Description Mike Fiedler 2017-09-07 16:02:01 UTC

Description of problem:

After logging-fluentd pods establish a session to a particular logging-mux pod via the logging-mux service, they never let go. When the logging-mux deploymentconfig is scaled up, the new logging-mux pod never gets any of the sessions from the logging-fluentd pods.

Logging might need to use the reconnect_interval parameter for the secure forward plugin to assist with session spreading when logging-mux is scaled up. It claims to have a default of 5 seconds, but that's not what I am seeing.

https://docs.fluentd.org/v0.12/articles/out_secure_forward#reconnectinterval-time

Session spreading can currently be forced by restarting all of the logging-fluentd pods (tag nodes logging-infra-fluent=false and then back to true)

Version-Release number of selected component (if applicable): logging v3.6.173.0.27

How reproducible: Always when scaling logging-mux up while existing logging-fluentd sessions exist

Steps to Reproduce:

1. Deploy logging with the logging-mux enabled (sample inventory below) in an environment with multiple compute nodes
2. Verify the current sessions going through logging-mux with oc exec <logging-mux-pod> -- ss -tnpi (pipe to wc -l if desired)
3. oc scale --replicas=2 dc/logging-mux
4. Repeat the oc exec command for each logging-mux and verify all sessions are still on the original logging-mux
5. Run some logging traffic and wait a while. Repeat step 4

Actual results:

Sessions stay with the original logging-mux pod and do not spread to additional logging-mux pods when the dc is scaled up

Expected results:

Sessions balance between the pods over time

Comment 1 Peter Portante 2017-09-09 19:20:44 UTC

I think we might be disabling reconnecting by default, see https://github.com/openshift/origin-aggregated-logging/blob/master/fluentd/configs.d/openshift/output-es-config.conf#L19

Comment 2 Mike Fiedler 2017-09-12 13:34:00 UTC

The non-mux case has the same issue.  With a 3 node elasticsearch cluster, if an ES deploymentconfig is scaled down and back up the new ES pod will never get sessions from any fluentd clients.

Changing the summary of this bz - the core issue is fluentd never reconnects to help with session spreading.

Comment 3 Jeff Cantrill 2017-10-06 14:59:34 UTC

Closing in favor of RFE trello card

Comment 4 Jeff Cantrill 2017-10-06 15:07:18 UTC

*** Bug 1448951 has been marked as a duplicate of this bug. ***

Comment 6 Peter Portante 2017-10-06 23:50:57 UTC

I agree with Mike, tracking this as a trello card is worth while, but the bug appears to be present with all versions of aggregated logging which use fluentd.  Seems like we need to keep this open, and clone this to all the versions we support.

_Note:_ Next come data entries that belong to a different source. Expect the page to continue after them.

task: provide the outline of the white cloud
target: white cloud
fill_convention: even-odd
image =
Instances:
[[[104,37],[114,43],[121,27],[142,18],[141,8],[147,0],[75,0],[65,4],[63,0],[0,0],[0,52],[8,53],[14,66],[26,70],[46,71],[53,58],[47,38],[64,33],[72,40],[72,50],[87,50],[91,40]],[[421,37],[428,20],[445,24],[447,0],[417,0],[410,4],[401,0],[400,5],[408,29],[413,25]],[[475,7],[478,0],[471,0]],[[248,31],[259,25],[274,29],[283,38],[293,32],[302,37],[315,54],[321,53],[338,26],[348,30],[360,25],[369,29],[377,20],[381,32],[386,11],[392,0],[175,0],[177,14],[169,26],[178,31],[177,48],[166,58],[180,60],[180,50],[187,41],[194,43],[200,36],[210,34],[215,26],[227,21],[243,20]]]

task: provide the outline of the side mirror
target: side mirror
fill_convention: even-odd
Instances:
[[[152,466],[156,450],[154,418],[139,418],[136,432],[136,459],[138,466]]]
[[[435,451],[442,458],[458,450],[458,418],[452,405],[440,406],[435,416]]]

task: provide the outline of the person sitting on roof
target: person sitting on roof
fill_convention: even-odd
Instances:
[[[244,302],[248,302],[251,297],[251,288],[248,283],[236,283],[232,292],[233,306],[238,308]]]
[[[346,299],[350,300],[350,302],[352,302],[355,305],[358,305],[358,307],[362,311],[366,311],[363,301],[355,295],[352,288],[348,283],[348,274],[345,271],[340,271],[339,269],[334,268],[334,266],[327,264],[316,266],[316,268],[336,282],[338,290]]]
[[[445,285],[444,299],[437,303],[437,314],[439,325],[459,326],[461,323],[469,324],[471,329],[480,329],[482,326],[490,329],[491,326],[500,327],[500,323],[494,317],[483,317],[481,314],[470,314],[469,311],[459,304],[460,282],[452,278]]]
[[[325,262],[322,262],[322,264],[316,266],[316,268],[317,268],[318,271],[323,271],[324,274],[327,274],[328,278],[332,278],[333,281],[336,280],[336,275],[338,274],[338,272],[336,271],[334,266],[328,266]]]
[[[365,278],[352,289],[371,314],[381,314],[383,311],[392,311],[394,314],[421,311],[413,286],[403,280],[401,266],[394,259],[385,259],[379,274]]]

Comment 9 Rich Megginson 2018-08-13 22:24:58 UTC

https://github.com/uken/fluent-plugin-elasticsearch/pull/459 has merged

Comment 10 openshift-github-bot 2018-08-14 19:39:51 UTC

Commits pushed to master at https://github.com/openshift/origin-aggregated-logging

https://github.com/openshift/origin-aggregated-logging/commit/f084fee4de8c32f83c53694058320e6dc3e5d170
Bug 1489533 - logging-fluentd needs to periodically reconnect to logging-mux or elasticsearch to help balance sessions

https://bugzilla.redhat.com/show_bug.cgi?id=1489533

https://github.com/uken/fluent-plugin-elasticsearch/pull/459
implements support for reloading connections when the
Elasticsearch is behind a proxy/load balancer, as in our case,
and allows specifying the reload interval in terms of the
number of operations.

This PR adds support for the following env. vars which can be
set in the fluentd daemonset/mux deployment.  The ability to
set these is provided primarily for experimentation, not something
which will ordinarily require tuning in production.
`ES_RELOAD_CONNECTIONS` - boolean - default `true`
`ES_RELOAD_AFTER` - integer - default `100`
`ES_SNIFFER_CLASS_NAME` - string - default `Fluent::Plugin::ElasticsearchSimpleSniffer`
There are also `OPS_` named env. vars which will override the
corresponding `ES_` named env. var.

That is, by default, fluentd will reload connections to
Elasticsearch every 100 operations (NOTE: not every 100 records!)
These include internal `ping` operations, so will not exactly
correspond to each bulk index request.

https://github.com/openshift/origin-aggregated-logging/commit/0ecf76a77627c2205f78da6c9ace4dbdc6b72197
Merge pull request #1284 from richm/bug-1489533

Bug 1489533 - logging-fluentd needs to periodically reconnect to logging-mux or elasticsearch to help balance sessions

Comment 16 Mike Fiedler 2018-08-23 17:01:36 UTC

Tested this with varying workloads from 50 to 700 messages/second/node from 100 pods per node, each in its own namespace.   Tested with RELOAD off, default (100 operations) and 250 operations.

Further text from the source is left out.